Le forçage génétique vise à propager un gène dans une population de manière durable. Selon les lois de l’hérédité, un allèle (une forme donnée d’un gène) a 50% de chances d’être transmis à la descendance. Grâce à une méthode d’ « édition du génome » faisant appel à la technologie CRISPR-Cas9, il est possible d’augmenter cette fréquence.
La recherche menée actuellement vise à étudier l’efficacité de moustiques munis de différents gènes transmissibles de génération en génération. Plusieurs options sont étudiées : soit un gène qui rendrait les femelles stériles , soit un gène qui permettrait de n’engendre qu’une descendance mâle, avec pour conséquence une diminution de la population, soit un gène qui empêcherait les insectes de transmettre le parasite, etc.
Target Malaria indique sur son site que le forçage génétique peut augmenter les chances qu’un tel gène soit transmis jusqu’à 99 %. Une étude en laboratoire a montré qu’une population de moustiques soumise au forçage génétique était totalement supprimée au bout de 250 à 300 jours[2]. Ces moustiques sont actuellement étudiés dans des lieux clos en Europe et aux Etats-Unis. La date d’éventuels essais dans le milieu naturel en Afrique n’a pas été annoncée par Target Malaria.
Au Brésil, la responsabilité des moustiques modifiés dans la propagation de la dengue et du Zika est improbable
Behanzin évoque ensuite dans la vidéo le cas du Brésil, où il affirme que « les cas de dengue ont augmenté » après le lâcher de moustiques génétiquement modifiés, et que ceux-ci « ont commencé à développer des maladies imprévues, en faisant même augmenter la dengue, la Zika, etc. » (..), sans préciser dans quelle région et quand cette hausse des cas débute, ni les noms de ces “maladies”. Là encore, il introduit une confusion. Au Brésil, il ne s’agit pas des moustiques de Target Malaria, mais de la firme de biotechnologies Oxitec, qui a procédé à un essai sur le terrain entre juin 2013 et septembre 2015 dans une localité de l’État de Bahia (nord-est) [3] et commercialise depuis 2022 ses insectes génétiquement modifiés sur le marché brésilien.
Les moustiques Aedes aegypti d’Oxitec ont été modifiés avec un « transgène », une séquence génétique qui contient notamment un gène létal pour l’insecte dont le fonctionnement est réprimé par un antibiotique, la tétracycline. Apportée en laboratoire, celle-ci maintient les moustiques en vie. Mais une fois relâchés, et après s’être reproduits, leur descendance mourra faute de tétracycline dans la nature[4]. Il ne s’agit pas ici de forçage génétique, seule une génération est concernée. Et les moustiques relâchés sont des mâles qui ne transmettent pas la maladie. Il est donc improbable qu’ils soient responsables de la hausse des cas de dengue.
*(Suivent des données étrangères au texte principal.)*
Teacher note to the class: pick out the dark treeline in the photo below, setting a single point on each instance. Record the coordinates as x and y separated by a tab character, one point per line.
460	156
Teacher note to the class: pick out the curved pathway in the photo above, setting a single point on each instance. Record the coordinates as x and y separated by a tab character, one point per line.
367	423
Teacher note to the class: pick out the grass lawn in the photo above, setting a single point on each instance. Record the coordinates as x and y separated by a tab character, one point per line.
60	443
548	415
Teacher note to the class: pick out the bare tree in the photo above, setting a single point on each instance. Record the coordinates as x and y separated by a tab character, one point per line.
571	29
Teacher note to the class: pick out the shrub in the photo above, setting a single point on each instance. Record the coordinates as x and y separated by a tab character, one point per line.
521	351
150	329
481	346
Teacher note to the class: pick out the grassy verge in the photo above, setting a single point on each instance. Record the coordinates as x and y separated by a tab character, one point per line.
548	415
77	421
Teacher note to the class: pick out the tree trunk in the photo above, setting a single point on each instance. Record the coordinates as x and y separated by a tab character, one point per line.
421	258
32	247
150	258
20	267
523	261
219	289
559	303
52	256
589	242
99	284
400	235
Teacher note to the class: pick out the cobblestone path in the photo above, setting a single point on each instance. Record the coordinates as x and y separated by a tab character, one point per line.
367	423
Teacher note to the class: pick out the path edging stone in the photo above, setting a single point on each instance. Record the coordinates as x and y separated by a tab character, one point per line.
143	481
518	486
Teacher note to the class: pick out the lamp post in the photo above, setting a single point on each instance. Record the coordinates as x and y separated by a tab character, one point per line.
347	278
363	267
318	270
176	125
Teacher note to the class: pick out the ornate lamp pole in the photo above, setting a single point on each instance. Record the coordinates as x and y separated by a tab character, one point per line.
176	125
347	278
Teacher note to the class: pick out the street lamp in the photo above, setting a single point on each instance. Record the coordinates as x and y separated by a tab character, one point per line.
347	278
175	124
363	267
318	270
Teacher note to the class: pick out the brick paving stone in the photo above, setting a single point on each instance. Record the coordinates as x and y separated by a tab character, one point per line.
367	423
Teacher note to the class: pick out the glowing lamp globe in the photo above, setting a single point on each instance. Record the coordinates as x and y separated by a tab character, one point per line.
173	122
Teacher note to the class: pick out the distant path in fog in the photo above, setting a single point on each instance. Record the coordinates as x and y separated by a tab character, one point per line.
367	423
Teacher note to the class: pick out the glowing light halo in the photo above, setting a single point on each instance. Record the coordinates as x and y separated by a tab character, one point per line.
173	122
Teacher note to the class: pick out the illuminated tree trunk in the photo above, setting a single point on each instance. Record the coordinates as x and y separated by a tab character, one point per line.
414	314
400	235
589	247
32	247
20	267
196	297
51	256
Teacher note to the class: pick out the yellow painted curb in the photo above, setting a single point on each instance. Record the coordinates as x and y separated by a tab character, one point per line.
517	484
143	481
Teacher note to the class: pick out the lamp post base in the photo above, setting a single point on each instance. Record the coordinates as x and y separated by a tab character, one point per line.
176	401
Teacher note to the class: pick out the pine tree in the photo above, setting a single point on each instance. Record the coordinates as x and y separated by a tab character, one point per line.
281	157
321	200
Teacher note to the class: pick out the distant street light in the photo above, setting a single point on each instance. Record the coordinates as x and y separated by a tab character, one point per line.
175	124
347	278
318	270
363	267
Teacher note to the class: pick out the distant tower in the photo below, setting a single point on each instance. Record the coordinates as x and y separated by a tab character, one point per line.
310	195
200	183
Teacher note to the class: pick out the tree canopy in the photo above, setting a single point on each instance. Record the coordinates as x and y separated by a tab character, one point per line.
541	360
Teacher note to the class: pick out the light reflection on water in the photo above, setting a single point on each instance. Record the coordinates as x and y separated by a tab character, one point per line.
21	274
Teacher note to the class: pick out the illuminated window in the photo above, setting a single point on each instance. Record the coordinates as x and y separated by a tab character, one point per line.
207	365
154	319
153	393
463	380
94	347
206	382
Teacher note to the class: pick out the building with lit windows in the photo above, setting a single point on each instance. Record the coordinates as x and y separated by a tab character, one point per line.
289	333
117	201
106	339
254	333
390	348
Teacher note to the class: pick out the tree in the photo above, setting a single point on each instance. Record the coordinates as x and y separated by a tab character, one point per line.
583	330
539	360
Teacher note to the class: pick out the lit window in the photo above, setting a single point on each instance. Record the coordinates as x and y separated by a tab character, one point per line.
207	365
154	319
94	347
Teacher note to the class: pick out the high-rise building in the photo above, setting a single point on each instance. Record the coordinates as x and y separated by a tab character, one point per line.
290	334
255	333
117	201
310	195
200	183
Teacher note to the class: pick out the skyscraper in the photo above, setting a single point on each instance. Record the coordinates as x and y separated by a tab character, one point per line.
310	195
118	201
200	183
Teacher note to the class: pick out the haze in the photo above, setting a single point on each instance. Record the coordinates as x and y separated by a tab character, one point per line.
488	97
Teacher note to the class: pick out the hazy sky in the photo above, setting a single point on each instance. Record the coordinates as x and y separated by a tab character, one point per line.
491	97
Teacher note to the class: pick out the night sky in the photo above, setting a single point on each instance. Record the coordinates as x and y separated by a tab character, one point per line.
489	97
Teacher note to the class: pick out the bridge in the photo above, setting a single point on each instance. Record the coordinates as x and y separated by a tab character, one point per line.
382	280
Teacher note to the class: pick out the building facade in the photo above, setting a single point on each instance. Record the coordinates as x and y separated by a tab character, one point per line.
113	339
Si on observe les chiffres, on constate que la dengue dans l’État de Bahia était était déjà à la hausse les trois années précédant le lâcher expérimental d’Oxitec, et le nombre de cas chute en 2014, ce qui ne correspond pas au scénario de moustiques modifiés, introduits dès 2013, qui propageraient la maladie (Figure 2).
Plus généralement, cette maladie connaît une forte progression partout dans le monde depuis deux décennies. L’Amérique latine est particulièrement touchée, notamment le Brésil, avec un record de près de 6 millions de cas recensés en 2024. Il semble cependant improbable qu”il y ait un lien de cause à effet entre les moustiques modifiés relâchés localement et cette augmentation générale.
Un rapport de la Société brésilienne de médecine tropicale indique par ailleurs que la récente exacerbation de l’épidémie est attribuable à de multiples facteurs dont les températures plus élevées et les précipitations perturbées du fait du changement climatique, qui jouent un rôle dans le cycle de vie et la distribution du moustique vecteur, ou encore l’urbanisation du pays.
Quant au virus Zika, il est signalé au Brésil à partir de 2015 et cause une épidémie jusqu’en 2016 dans toute l’Amérique Latine. Sa présence était attestée auparavant dans d’autres régions du monde, notamment en Polynésie où une épidémie en 2013 et 2014 a touché près de 32 000 personnes. Une équipe a reconstitué la dynamique spatio-temporelle de l’épidémie de Zika au Brésil et a conclu à son importation de Polynésie vers l’État de Pernambouc, d’où elle a gagné l’État de Bahia en 2014 [5]. Depuis, le nombre de cas a décru globalement[6], avec cependant la persistance foyers de la maladie, qu’une équipe de chercheurs a attribués notamment à des conditions socio-économiques dégradées, et à un réseau d’assainissement défaillant qui favorise la prolifération des moustiques[7].
Dans les deux cas, seuls les mâles, qui ne se nourrissent pas de sang et ne peuvent transmettre la maladie, sont relâchés, ce qui rend improbable la transmission de la dengue et du Zika par ces moustiques.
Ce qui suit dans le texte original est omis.